Probabilistic & Graph-Based Identity in Regulated Financial Services

This article argues that probabilistic and graph-based identity techniques are unavoidable in regulated Financial Services, but only defensible when tightly governed. Deterministic entity resolution remains the foundation, providing anchors, constraints, and auditability. Probabilistic scores and identity graphs introduce likelihood and network reasoning, not truth, and must be time-bound, versioned, and replayable. When anchored to immutable history, SCD2 discipline, and clear guardrails, these techniques enhance fraud and AML insight; without discipline, they create significant regulatory risk.

1. Introduction: When Deterministic Identity Breaks Down

In regulated Financial Services, identity is rarely a clean, binary problem. Customers move, change names, share devices, open accounts through intermediaries, and appear across systems that were never designed to agree with one another. Deterministic entity resolution handles the obvious cases well, but it fails precisely where regulatory, fraud, and financial crime risks concentrate.

This article explores probabilistic and graph-based identity techniques in Financial Services — not as replacements for deterministic matching, but as controlled extensions of it. It explains how these techniques can be safely applied on top of a Bronze-layer, SCD2-anchored platform in a way that remains explainable, replayable, and defensible under FCA and PRA scrutiny. Written for architects, data platform leads, and risk owners in regulated FS.

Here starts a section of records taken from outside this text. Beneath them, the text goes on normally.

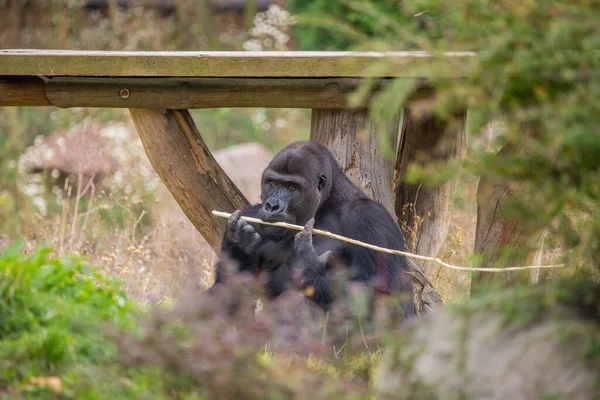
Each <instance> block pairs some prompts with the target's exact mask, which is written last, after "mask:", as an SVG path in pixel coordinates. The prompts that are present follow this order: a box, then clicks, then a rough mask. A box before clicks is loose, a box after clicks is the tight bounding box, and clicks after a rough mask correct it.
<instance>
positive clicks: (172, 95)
mask: <svg viewBox="0 0 600 400" xmlns="http://www.w3.org/2000/svg"><path fill="white" fill-rule="evenodd" d="M360 83H361V79H358V78H324V79H304V78H296V79H293V78H287V79H281V78H111V79H107V78H73V77H66V78H65V77H56V78H51V79H49V80H48V83H47V89H46V95H47V97H48V99H49V101H50V102H51V103H52V104H53V105H55V106H57V107H62V108H67V107H127V108H166V109H191V108H219V107H267V108H313V107H319V108H343V107H348V95H349V94H351V93H352V92H353V91H354V90H356V88H357V87H358V86H359V85H360ZM380 86H381V84H376V85H375V87H374V90H377V89H379V87H380ZM0 95H1V88H0ZM367 101H368V99H367ZM365 105H366V102H365V103H363V104H359V105H357V106H358V107H364V106H365Z"/></svg>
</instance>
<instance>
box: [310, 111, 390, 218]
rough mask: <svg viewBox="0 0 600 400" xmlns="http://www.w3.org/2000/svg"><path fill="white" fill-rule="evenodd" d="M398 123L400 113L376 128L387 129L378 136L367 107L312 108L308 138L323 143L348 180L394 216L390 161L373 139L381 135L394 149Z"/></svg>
mask: <svg viewBox="0 0 600 400" xmlns="http://www.w3.org/2000/svg"><path fill="white" fill-rule="evenodd" d="M399 126H400V116H398V118H396V119H394V121H392V122H389V124H388V125H387V126H385V127H383V128H379V129H384V130H386V131H387V132H384V134H383V135H379V134H378V133H379V130H378V127H377V126H376V124H375V123H374V122H373V121H372V120H371V119H370V118H369V110H367V109H357V110H350V109H313V110H312V121H311V128H310V138H311V139H313V140H316V141H318V142H321V143H323V144H324V145H326V146H327V147H328V148H329V150H331V152H332V153H333V155H334V156H335V159H336V160H337V161H338V163H339V164H340V166H341V167H342V169H343V170H344V172H345V173H346V175H347V176H348V177H349V178H350V179H351V180H352V182H354V183H355V184H356V185H357V186H358V187H359V188H360V189H361V190H363V191H364V192H365V193H367V195H369V197H371V198H372V199H375V200H376V201H378V202H380V203H381V204H383V205H384V206H385V208H386V209H387V210H388V211H389V212H390V214H391V215H394V200H393V196H392V193H393V190H392V173H393V165H394V160H393V159H392V158H386V157H384V154H383V152H382V151H381V150H380V147H379V146H380V144H379V143H378V142H377V138H379V137H385V138H386V139H388V140H389V141H388V142H387V143H381V145H383V146H389V147H388V149H392V150H394V149H396V145H397V140H398V127H399ZM391 153H392V154H393V151H392V152H391Z"/></svg>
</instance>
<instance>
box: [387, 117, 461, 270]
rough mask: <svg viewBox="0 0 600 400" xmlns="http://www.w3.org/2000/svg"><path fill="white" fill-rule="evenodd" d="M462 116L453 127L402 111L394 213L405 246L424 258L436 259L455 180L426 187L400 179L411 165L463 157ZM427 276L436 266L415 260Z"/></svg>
mask: <svg viewBox="0 0 600 400" xmlns="http://www.w3.org/2000/svg"><path fill="white" fill-rule="evenodd" d="M465 116H466V113H465V114H462V115H461V116H460V117H459V118H457V119H456V124H449V123H448V122H446V121H440V120H438V119H436V118H435V116H433V115H432V114H430V113H426V114H423V115H415V113H414V112H412V111H411V110H409V109H405V110H404V118H403V121H402V133H401V137H400V145H399V146H398V157H397V158H396V180H397V182H398V183H397V185H396V201H395V210H396V216H397V217H398V219H399V221H400V223H401V225H402V226H403V230H404V231H405V238H406V240H407V244H408V247H409V248H410V249H411V250H412V251H414V252H416V253H417V254H421V255H424V256H430V257H436V256H437V255H438V252H439V250H440V248H441V247H442V245H443V243H444V241H445V240H446V233H447V231H448V225H449V223H450V212H451V202H452V194H453V192H454V187H455V184H456V181H455V180H452V181H449V182H446V183H443V184H440V185H436V186H434V187H426V186H424V185H420V184H418V183H417V184H408V183H405V182H404V180H403V177H404V175H405V174H406V170H407V169H408V166H409V165H410V164H412V163H415V162H416V163H419V164H420V165H426V164H427V163H429V162H439V161H445V160H450V159H454V158H462V157H463V156H464V152H465V149H466V137H465ZM416 263H417V264H418V265H419V266H420V267H421V268H422V270H423V271H424V272H425V273H426V274H427V275H429V276H431V274H432V272H433V271H432V269H433V268H434V267H435V266H436V265H435V263H431V262H426V261H416Z"/></svg>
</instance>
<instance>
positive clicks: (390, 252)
mask: <svg viewBox="0 0 600 400" xmlns="http://www.w3.org/2000/svg"><path fill="white" fill-rule="evenodd" d="M212 214H213V215H214V216H217V217H222V218H229V217H231V214H230V213H226V212H222V211H215V210H213V211H212ZM240 218H241V219H244V220H246V221H248V222H254V223H256V224H263V225H272V226H279V227H282V228H287V229H294V230H297V231H302V230H304V227H303V226H300V225H294V224H288V223H287V222H266V221H263V220H260V219H258V218H252V217H245V216H242V217H240ZM313 233H315V234H317V235H322V236H327V237H329V238H332V239H337V240H341V241H343V242H346V243H351V244H355V245H357V246H362V247H366V248H367V249H371V250H375V251H380V252H382V253H388V254H395V255H399V256H405V257H410V258H415V259H417V260H425V261H431V262H434V263H436V264H438V265H441V266H442V267H446V268H450V269H456V270H459V271H482V272H506V271H518V270H523V269H536V268H558V267H563V266H564V264H554V265H529V266H525V267H506V268H476V267H460V266H458V265H452V264H448V263H447V262H444V261H442V260H440V259H439V258H436V257H427V256H420V255H418V254H413V253H408V252H406V251H400V250H393V249H387V248H385V247H379V246H375V245H372V244H368V243H364V242H361V241H359V240H355V239H351V238H348V237H345V236H342V235H337V234H335V233H331V232H327V231H323V230H321V229H313Z"/></svg>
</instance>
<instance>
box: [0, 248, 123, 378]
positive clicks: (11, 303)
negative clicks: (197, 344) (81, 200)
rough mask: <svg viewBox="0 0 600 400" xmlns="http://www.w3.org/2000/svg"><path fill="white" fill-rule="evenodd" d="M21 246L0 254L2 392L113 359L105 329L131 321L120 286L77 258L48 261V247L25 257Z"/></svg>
mask: <svg viewBox="0 0 600 400" xmlns="http://www.w3.org/2000/svg"><path fill="white" fill-rule="evenodd" d="M20 248H21V245H20V244H18V243H17V244H14V245H12V246H11V247H9V248H8V249H6V250H5V251H4V252H3V253H2V254H1V255H0V371H2V373H1V375H0V388H1V387H2V386H5V385H6V384H15V383H22V382H27V380H28V379H30V378H32V377H37V376H51V375H57V374H64V373H67V374H69V373H71V372H72V369H73V368H75V367H76V366H82V365H90V364H103V363H106V362H109V361H111V360H114V359H115V357H116V347H115V346H113V345H111V344H110V342H107V340H106V335H105V333H104V329H103V328H104V325H105V324H108V323H110V324H116V325H118V326H122V327H130V326H131V322H132V319H131V317H132V314H131V313H132V309H131V305H130V303H129V302H128V300H127V299H126V297H125V294H124V293H123V291H122V290H121V287H120V285H119V283H118V282H116V281H114V280H112V279H108V278H105V277H103V276H102V275H101V274H100V273H98V272H97V271H96V270H95V269H93V268H92V267H89V266H88V265H86V264H85V263H84V262H83V261H82V260H81V259H78V258H76V257H66V258H61V259H56V258H50V249H49V248H47V247H40V248H38V249H37V250H36V251H34V252H33V253H32V254H29V255H25V254H21V252H20Z"/></svg>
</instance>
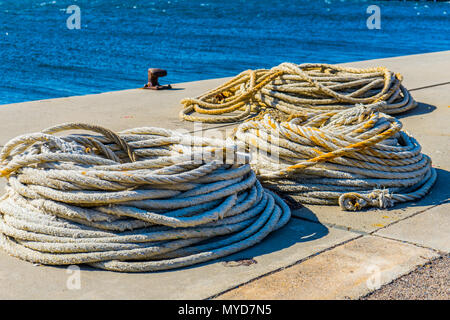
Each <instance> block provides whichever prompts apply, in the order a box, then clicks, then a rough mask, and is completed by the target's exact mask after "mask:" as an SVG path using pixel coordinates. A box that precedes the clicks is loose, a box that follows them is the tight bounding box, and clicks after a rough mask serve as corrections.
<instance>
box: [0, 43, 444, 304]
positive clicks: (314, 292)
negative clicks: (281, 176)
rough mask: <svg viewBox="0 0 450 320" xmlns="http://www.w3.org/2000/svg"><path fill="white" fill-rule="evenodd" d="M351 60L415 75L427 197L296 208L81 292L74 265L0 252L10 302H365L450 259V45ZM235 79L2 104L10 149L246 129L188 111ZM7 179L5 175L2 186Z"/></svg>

The focus is not on novelty, but on governance, time, and accountability.

Part of the “land it early, manage it early” series on SCD2-driven Bronze architectures for regulated Financial Services. Governed probabilistic/graph ER extensions, for identity specialists, risk teams, and architects who need beyond-deterministic matching. This article delivers controls to make advanced ER regulator-defensible.

2. Why Probabilistic Identity Is Unavoidable in Financial Services

Once deterministic matching reaches its limits, Financial Services does not get the option to stop reasoning about identity. Risk does not disappear when certainty does. Instead, it concentrates in precisely those areas where intent, obfuscation, and coordination matter most.

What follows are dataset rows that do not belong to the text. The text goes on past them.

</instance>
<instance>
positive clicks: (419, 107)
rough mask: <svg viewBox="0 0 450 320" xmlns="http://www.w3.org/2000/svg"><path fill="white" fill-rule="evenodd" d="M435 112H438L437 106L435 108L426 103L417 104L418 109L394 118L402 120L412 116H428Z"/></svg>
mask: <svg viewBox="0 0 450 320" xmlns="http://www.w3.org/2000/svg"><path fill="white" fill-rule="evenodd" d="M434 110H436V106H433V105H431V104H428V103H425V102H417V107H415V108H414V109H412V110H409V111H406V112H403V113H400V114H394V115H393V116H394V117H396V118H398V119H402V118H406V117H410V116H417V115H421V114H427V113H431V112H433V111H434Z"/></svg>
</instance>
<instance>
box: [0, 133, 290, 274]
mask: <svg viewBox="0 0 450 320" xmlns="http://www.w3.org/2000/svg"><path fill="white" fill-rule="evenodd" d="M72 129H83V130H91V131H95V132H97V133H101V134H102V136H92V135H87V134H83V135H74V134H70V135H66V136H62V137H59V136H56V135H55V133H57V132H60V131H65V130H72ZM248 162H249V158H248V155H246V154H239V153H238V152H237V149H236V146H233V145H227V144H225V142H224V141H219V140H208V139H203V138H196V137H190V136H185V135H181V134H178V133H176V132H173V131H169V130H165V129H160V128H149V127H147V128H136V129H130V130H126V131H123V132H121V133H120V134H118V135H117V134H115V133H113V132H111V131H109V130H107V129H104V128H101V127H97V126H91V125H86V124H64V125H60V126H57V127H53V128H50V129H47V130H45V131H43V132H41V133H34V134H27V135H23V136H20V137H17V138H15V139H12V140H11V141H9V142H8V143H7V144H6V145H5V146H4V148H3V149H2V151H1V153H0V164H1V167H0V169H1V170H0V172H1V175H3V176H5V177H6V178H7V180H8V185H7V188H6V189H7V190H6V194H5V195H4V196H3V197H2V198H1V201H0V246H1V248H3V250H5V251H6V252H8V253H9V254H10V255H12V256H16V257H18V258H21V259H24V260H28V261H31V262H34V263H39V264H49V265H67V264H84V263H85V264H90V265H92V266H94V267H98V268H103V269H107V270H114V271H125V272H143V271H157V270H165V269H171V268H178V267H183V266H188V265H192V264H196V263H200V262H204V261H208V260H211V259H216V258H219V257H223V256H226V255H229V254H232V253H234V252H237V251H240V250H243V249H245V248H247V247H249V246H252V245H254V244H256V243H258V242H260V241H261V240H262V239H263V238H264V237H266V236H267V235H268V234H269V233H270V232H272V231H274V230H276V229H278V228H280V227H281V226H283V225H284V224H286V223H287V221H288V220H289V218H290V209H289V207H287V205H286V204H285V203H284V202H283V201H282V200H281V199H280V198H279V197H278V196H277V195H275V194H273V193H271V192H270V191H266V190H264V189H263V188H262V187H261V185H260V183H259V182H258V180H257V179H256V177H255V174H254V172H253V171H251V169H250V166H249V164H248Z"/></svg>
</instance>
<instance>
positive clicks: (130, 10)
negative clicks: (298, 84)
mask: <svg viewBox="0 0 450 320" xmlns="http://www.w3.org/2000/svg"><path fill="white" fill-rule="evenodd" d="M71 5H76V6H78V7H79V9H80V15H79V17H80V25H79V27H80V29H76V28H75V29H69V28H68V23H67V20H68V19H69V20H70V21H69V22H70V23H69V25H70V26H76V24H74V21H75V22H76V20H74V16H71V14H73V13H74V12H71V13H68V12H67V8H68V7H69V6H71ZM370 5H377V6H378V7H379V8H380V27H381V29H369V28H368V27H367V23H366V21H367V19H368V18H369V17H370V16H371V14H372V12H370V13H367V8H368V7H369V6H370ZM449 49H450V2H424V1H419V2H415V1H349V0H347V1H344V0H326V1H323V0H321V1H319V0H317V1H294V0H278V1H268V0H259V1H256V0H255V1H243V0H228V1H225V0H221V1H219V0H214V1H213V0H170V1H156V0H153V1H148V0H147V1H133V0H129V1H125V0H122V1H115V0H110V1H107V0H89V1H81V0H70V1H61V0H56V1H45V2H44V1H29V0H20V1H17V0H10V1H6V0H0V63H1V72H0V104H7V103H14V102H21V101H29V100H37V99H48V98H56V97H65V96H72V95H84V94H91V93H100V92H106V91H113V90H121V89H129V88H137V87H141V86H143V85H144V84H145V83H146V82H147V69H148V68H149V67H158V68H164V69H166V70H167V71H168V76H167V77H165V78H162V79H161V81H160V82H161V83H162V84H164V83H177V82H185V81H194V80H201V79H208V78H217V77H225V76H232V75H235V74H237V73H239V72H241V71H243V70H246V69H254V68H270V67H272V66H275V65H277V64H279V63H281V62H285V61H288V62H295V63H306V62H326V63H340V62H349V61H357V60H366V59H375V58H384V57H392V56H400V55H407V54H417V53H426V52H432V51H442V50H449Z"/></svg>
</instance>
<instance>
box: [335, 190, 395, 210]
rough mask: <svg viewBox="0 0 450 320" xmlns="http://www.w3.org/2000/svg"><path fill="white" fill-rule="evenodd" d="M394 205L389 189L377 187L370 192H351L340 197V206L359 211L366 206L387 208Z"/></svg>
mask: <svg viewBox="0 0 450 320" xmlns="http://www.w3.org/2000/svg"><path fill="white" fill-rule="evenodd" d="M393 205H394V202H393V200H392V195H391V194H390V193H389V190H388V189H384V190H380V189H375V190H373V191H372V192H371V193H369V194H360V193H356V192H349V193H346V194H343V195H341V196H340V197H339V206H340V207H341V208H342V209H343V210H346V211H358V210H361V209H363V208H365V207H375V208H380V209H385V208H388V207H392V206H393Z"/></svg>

Certain identity questions cannot be answered with keys and rules alone:

Fraud rings share devices and addresses but not names.
Beneficial owners intentionally obscure direct relationships.
Customers reappear after remediation under slightly altered details.
Networks matter more than individuals in AML scenarios.

In these cases, the question is not “are these records identical?” but “how likely is it that these records refer to the same underlying actor or network?”

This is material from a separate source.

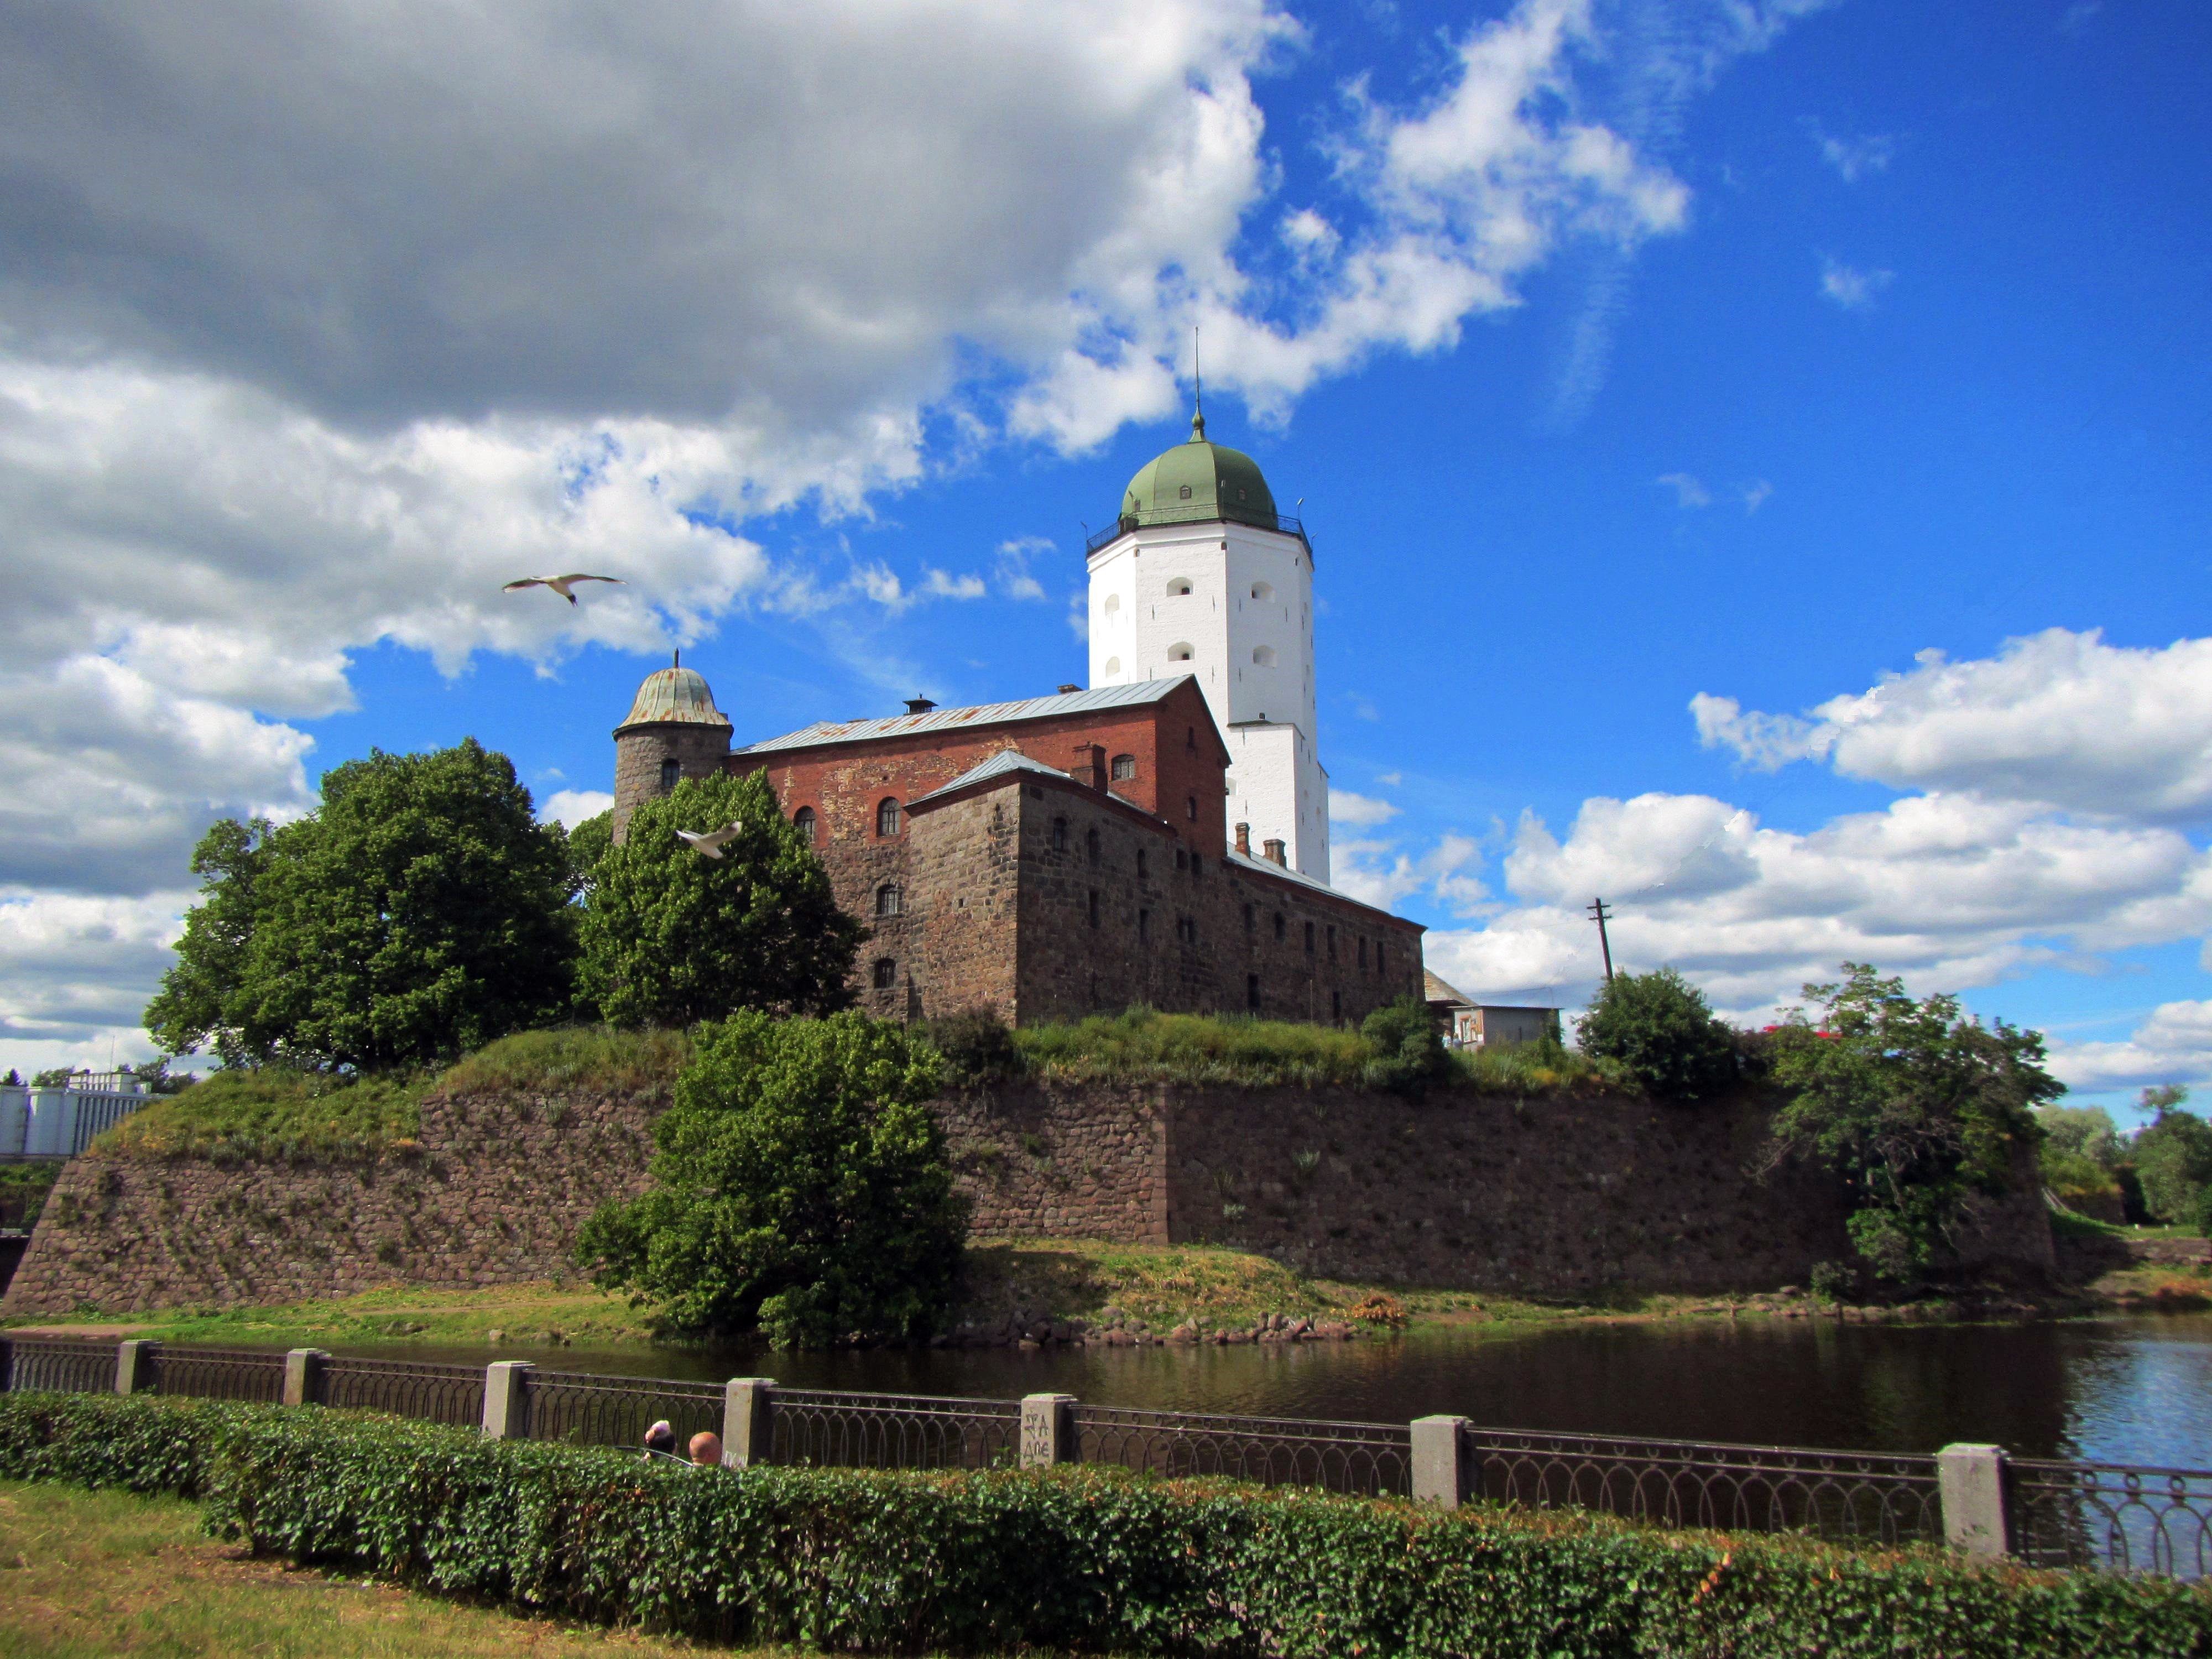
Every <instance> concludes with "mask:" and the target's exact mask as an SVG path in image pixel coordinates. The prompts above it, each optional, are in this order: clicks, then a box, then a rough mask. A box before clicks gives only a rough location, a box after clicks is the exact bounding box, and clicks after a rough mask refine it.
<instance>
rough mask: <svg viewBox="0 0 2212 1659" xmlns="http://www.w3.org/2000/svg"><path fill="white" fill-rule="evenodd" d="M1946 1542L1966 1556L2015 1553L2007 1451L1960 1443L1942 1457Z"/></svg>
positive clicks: (1942, 1469) (1944, 1523)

Ignoring probabilistic identity does not reduce risk — it simply pushes it downstream into manual processes, spreadsheets, or opaque vendor systems.

3. Deterministic Identity as the Foundation, Not the Enemy

Before discussing probability, likelihood, or graphs, a harder boundary must be drawn. In regulated environments, the question is not whether probabilistic techniques are powerful, but whether they are anchored to something that regulators can trust.

One principle must be explicit:

Probabilistic identity without deterministic grounding is indefensible in regulated environments.

Deterministic entity resolution:

establishes hard anchors,
defines known non-matches,
constrains the search space,
and provides audit-safe baselines.

Probabilistic methods operate within this framework, never outside it. They propose hypotheses; they do not assert truth.

4. Probabilistic Matching: From Rules to Likelihood

Where deterministic rules fail to assert identity, probabilistic matching reframes the problem. Instead of asking for certainty, it asks how much evidence exists — and how that evidence should be weighed.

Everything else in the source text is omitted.